La comédienne a enregistré Le Journal intime de la chanteuse, pour un podcast de Radio France. Une grande réussite.

Seule face au micro dans un studio de Radio France, Josiane Balasko est concentrée«J’aime bien imaginer que je suis tombée du nid le 19 décembre 1915. (…) Ma grand-mère, elle est marocaine. On l’appelle Aïcha. Elle travaillait dans un cirque où elle faisait un numéro de puces sauteuses! Ma mère, elle chante dans des cabarets. Il paraît qu’elle a une très belle voix. J’sais pas, j’la connais pas.»

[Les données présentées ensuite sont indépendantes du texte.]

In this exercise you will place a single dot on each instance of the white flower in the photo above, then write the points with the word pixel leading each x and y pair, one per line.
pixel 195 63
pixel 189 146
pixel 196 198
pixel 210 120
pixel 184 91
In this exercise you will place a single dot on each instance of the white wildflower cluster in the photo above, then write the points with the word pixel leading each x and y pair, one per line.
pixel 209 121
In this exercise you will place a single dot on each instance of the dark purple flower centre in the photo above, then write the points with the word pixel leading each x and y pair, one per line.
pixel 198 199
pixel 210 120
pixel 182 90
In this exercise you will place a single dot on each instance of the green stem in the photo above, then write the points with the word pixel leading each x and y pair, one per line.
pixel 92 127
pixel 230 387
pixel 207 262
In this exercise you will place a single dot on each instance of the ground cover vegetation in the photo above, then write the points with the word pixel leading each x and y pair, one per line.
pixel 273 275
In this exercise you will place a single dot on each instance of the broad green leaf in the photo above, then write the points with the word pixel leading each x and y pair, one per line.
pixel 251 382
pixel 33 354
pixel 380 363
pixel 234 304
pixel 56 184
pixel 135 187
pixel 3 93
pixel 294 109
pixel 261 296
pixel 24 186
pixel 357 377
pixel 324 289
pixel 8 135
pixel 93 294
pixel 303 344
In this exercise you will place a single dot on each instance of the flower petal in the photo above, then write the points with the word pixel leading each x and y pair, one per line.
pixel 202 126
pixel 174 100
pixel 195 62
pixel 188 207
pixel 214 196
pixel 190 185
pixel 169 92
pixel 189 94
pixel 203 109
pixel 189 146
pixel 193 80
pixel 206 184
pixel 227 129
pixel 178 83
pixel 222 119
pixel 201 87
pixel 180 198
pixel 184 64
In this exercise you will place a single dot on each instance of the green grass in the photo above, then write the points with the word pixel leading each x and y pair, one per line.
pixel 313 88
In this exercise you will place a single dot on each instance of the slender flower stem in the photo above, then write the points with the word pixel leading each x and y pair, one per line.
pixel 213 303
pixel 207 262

D’emblée, Josiane Balasko se glisse dans le personnage d’Édith Piaf. Elle s’efface même. Elles n’ont pas la même voix mais leur gouaille de titi parisienne est identique. À quelques décennies d’intervalle, ces deux artistes populaires ont vécu dans les mêmes quartiers de Belleville et de Montmartre. «Édith Piaf me rappelle mon enfance dans les années 1950-1960. Dans le café de mes parents, ses chansons étaient souvent diffusées sur le juke-box. Josiane Balasko avait 13 ans quand Édith Piaf est décédée à 48 ans. L’habillage sonore de l’enfance de Piaf nous plonge dans les années 1915-1930. Quand résonne Nuits de Chine (1922), on imagine un film en noir et blanc.

Ne jamais rien lâcher

Avec 2 millions d’écoutes à la demande, le podcast «Le Journal intime de…» est l’un des grands succès de Radio France. D’Édith Piaf, les auditeurs retiendront qu’il ne faut jamais rien lâcher quand on a une passion mais qu’il faut beaucoup travailler. Après Rudolf Noureev raconté par Lambert Wilson, Maria Callas par Carole Bouquet ou encore Bach par Denis Podalydès, avoir été choisie pour incarner la Môme fait infiniment plaisir à Josiane Balasko.

C’est une jolie expérience pour ses 50 ans de carrière. Un défi artistique aussi, tant l’exercice sur la ligne de crête. «Sans bouger, sans décor, sans lumière, sans personne à qui donner la réplique, il faut rendre le texte vivant, explique l’actrice. Il faut alterner la lecture du texte et d’un coup s’incarner dans la personne sans faire d’imitation.»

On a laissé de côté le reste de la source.